On 26.09.24 15:39, Peter Xu wrote:
On Thu, Sep 26, 2024 at 12:48:19PM +0200, David Hildenbrand wrote:
On 25.09.24 18:59, Peter Xu wrote:
On Tue, Sep 24, 2024 at 04:45:00PM +0200, David Hildenbrand wrote:
On 23.09.24 14:18, syzbot wrote:
Hello,
syzbot found the following issue on:
HEAD commit: 88264981f208 Merge tag 'sched_ext-for-6.12' of git://git.k..
git tree: upstream
console+strace: https://syzkaller.appspot.com/x/log.txt?x=16c36c27980000
kernel config: https://syzkaller.appspot.com/x/.config?x=e851828834875d6f
dashboard link: https://syzkaller.appspot.com/bug?extid=bf2c35fa302ebe3c7471
compiler: Debian clang version 15.0.6, GNU ld (GNU Binutils for Debian) 2.40
syz repro: https://syzkaller.appspot.com/x/repro.syz?x=12773080580000
C reproducer: https://syzkaller.appspot.com/x/repro.c?x=16ed5e9f980000
Downloadable assets:
disk image: https://storage.googleapis.com/syzbot-assets/0e011ac37c93/disk-88264981.raw.xz
vmlinux: https://storage.googleapis.com/syzbot-assets/f5c65577e19e/vmlinux-88264981.xz
kernel image: https://storage.googleapis.com/syzbot-assets/984d963c8ea1/bzImage-88264981.xz
The issue was bisected to:
commit 75182022a0439788415b2dd1db3086e07aa506f7
Author: Peter Xu <peterx@xxxxxxxxxx>
Date: Mon Aug 26 20:43:51 2024 +0000
mm/x86: support large pfn mappings
bisection log: https://syzkaller.appspot.com/x/bisect.txt?x=17df9c27980000
final oops: https://syzkaller.appspot.com/x/report.txt?x=143f9c27980000
console output: https://syzkaller.appspot.com/x/log.txt?x=103f9c27980000
IMPORTANT: if you fix the issue, please add the following tag to the commit:
Reported-by: syzbot+bf2c35fa302ebe3c7471@xxxxxxxxxxxxxxxxxxxxxxxxx
Fixes: 75182022a043 ("mm/x86: support large pfn mappings")

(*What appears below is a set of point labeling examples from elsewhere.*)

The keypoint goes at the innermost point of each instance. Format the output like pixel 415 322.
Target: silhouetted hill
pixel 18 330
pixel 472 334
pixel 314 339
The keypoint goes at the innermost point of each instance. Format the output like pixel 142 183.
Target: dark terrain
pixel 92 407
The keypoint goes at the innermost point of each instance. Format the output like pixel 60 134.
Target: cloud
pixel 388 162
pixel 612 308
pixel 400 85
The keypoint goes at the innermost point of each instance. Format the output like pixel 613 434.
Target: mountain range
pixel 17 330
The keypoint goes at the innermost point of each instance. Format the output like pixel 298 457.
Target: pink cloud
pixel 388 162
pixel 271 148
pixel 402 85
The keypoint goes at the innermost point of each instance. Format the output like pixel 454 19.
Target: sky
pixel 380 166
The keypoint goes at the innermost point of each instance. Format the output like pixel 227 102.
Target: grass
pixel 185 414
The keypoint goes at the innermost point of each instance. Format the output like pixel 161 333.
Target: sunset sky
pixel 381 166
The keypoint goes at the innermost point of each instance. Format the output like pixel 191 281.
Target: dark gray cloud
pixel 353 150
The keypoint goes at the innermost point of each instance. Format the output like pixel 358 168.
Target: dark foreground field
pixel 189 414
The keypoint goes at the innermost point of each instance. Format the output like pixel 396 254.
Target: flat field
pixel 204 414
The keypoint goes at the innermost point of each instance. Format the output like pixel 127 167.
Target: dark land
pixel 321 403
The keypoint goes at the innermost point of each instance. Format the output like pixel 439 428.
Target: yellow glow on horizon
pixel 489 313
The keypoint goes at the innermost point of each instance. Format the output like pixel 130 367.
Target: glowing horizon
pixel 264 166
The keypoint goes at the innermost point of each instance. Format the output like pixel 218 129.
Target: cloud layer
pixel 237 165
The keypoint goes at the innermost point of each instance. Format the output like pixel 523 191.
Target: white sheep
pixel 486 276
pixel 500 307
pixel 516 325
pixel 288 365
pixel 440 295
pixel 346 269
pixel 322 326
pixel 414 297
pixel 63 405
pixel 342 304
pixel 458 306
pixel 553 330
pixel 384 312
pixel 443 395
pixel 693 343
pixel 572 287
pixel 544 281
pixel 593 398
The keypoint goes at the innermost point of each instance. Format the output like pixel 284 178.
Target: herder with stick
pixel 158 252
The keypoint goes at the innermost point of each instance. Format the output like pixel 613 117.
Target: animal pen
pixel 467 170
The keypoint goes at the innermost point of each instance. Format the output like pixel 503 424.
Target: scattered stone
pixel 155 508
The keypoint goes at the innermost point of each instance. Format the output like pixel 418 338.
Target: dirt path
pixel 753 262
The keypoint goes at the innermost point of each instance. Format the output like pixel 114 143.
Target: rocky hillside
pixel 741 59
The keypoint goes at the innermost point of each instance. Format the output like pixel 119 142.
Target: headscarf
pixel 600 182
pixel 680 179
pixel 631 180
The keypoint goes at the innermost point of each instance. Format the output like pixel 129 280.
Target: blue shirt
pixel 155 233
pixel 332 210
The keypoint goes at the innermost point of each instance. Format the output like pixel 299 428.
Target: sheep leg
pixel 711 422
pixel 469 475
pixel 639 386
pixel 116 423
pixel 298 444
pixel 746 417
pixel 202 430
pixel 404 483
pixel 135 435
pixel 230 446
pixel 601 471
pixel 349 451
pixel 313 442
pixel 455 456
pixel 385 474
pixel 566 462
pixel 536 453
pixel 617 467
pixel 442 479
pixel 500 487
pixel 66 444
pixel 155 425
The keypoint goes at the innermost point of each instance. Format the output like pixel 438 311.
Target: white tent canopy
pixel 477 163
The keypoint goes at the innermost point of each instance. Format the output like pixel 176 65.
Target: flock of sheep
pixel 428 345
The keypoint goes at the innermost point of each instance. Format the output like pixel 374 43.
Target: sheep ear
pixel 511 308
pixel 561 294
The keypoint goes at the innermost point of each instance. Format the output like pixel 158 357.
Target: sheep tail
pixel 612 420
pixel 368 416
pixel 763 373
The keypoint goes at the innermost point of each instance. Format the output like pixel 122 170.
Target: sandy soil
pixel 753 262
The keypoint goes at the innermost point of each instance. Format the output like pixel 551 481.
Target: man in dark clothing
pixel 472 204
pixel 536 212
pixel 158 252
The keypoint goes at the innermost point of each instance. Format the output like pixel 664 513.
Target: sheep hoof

------------[ cut here ]------------
WARNING: CPU: 1 PID: 5508 at mm/huge_memory.c:1602 copy_huge_pmd+0x102c/0x1c60 mm/huge_memory.c:1602
This is the
VM_WARN_ON_ONCE(is_cow_mapping(src_vma->vm_flags) && pmd_write(pmd))
So we have a special-marked PMD in a COW mapping.
The reproducer seems to involve fuse, but not sure if that makes a
difference here.
That chunk of code seems to be there only making sure the test won't get
blocked due to any fused based fs being stuck, via writting to the "abort"
file:
snprintf(abort, sizeof(abort), "/sys/fs/fuse/connections/%s/abort",
ent->d_name);
int fd = open(abort, O_WRONLY);
if (fd == -1) {
continue;
}
if (write(fd, abort, 1) < 0) {
}
close(fd);
So far looks not relevant to this issue indeed.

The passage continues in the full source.